Elif Ak · 11 Mayıs 2018
Duygusal zeka sosyal bilimlerin, psikolojinin ve diğer birçok alanın üzerinde çalıştığı ve çeşitli araştırmalar yaptığı bir konudur. Duygular üzerine yapılan araştırmalarda, duyguların kişinin kendisi ve çevresi hakkında bilgi taşıdıklarını, duyguların anlaşılabilir, ifade edilebilir olduklarını, düşünme ve karar verme süreçlerine yardımcı olduklarını, bilgi taşıdıkları, bireyin bilişsel boyutunda görev aldıklarını ve karar verme süreçlerini etkilediklerini göstermektedir. Duygusal zekanın birçok kişi tarafından yapılan tanımları vardır. Genel olarak kişinin duygularını ifade edebilme, kendini tanıma ve bilincinde olarak duygu düşünce ve davranışlarına yön verebilme, sorunlar karşısında çözüm üretebilme olarak tanımlayabiliriz.
Duygusal zeka deyince aklımıza gelen ilk kişilerden biri Daniel Goleman’dır. Goleman kitaplarında duygusal zekânın önemine vurgu yapmakta ve duygusal zekâ yoksunluğunda kişinin toplumsal ilişkilerinde mesleki yaşantısında aile yaşantısında olumsuz durumlar ortaya çıkarabileceğine işaret etmektedir. Kişinin yaşamında mutlu kendini gerçekleştirmiş ve başarılı bir birey olmasında duygusal zekanın rolü büyüktür.
Duygusal zekada duyguları anlayabilme ifade edebilme ve değerlendirme çok önemlidir. Öyle ki kişi çevresini algılarken tam ve doğru yorumlayabilirse duygusal etkileşim de daha sağlıklı olur. Ayrıca duygularını tanıma ve ifade edebilme yeteneğine sahip bireylerin empati kurabilme yeteneği daha fazladır ve kişi bu sayede karşılaştığı sorunları daha iyi tanımlayabilir, ifade edebilir bu sayede öznel iyi oluşu yüksek, hayatta başarılı birey haline gelebilir.

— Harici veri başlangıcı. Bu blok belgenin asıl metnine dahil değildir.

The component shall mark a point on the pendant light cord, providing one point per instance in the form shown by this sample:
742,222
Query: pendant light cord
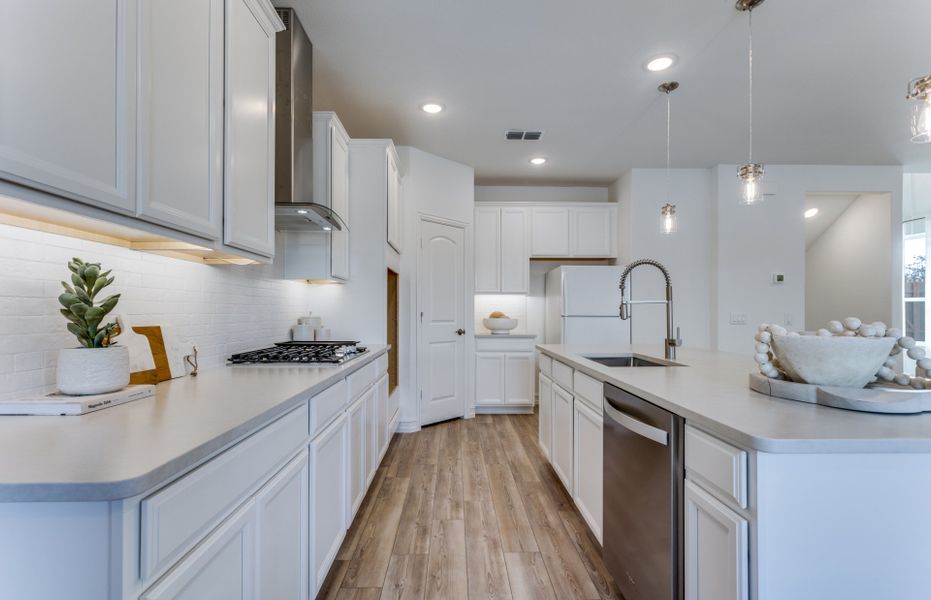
750,63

Duygusal zekanın pek çok alt boyutu vardır. Bunlardan biri aslında bizim akademik hayatımızda önemli rol oynayan motivasyon boyutudur. Motivasyonu yüksek, çalışmaya istekli, eksiklerinin farkında olan, sorunlarını tanımlayabilen ve bu sayede baş edebilen bireylerin duygusal zekâlarının yüksek olduğunu söyleyebiliriz.
Başarılı olmak isteriz. Araştırmalar gösteriyor ki bizim başarımızın artık sadece akademik başarıya dayanmadığı yönünde. Yapılan araştırmalarda çıkan sonuçlara göre;
Başarı ve Mutluluk = Akademik Başarı(IQ) + Duygusal Zekâ(EQ)
%20 + %80
Buradan çıkaracağımız sonuçlardan biri de şudur ki okul döneminde başarılı olamayan fakat mesleki hayatında yeni fikirler yaratmış, mutlu, kendini gerçekleştirmiş bireylerin duygusal zekâları daha yüksektir.

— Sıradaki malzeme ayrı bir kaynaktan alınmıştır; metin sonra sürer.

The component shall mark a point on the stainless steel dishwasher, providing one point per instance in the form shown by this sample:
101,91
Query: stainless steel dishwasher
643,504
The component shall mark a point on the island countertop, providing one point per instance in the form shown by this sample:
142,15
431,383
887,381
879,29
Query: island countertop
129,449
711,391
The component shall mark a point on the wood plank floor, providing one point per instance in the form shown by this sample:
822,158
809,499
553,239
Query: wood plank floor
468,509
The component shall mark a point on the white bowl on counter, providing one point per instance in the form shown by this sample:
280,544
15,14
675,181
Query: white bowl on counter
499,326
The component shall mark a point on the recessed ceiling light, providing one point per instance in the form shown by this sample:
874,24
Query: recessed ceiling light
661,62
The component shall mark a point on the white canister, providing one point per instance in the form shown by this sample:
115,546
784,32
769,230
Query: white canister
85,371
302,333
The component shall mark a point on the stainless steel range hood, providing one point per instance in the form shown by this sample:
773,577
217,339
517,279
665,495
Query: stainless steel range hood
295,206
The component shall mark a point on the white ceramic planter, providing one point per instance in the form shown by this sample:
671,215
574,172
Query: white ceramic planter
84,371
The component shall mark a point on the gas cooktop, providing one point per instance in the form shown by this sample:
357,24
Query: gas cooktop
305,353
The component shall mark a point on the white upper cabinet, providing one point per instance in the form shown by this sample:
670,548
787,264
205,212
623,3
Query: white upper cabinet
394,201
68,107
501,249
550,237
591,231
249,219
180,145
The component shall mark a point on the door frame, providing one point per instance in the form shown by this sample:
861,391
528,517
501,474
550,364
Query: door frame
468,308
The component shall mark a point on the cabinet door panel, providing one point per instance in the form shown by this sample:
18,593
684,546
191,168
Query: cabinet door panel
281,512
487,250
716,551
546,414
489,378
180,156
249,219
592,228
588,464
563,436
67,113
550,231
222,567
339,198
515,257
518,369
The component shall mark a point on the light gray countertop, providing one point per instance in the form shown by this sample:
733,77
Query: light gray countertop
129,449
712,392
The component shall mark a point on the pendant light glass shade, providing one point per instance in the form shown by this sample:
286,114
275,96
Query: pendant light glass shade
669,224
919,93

Gelelim duygusal zekamızı geliştirebilir miyiz konusuna. IQ gibi olmadığını her yaşta geliştirilebilir olduğunu söyleyebiliriz. Öncelikle kendimizi tanıyarak, duygu, düşünce ve davranışlarımızı anlayarak onları kontrol etmeli ve olumsuz duygu durum ve tutumlardan arınmalıyız.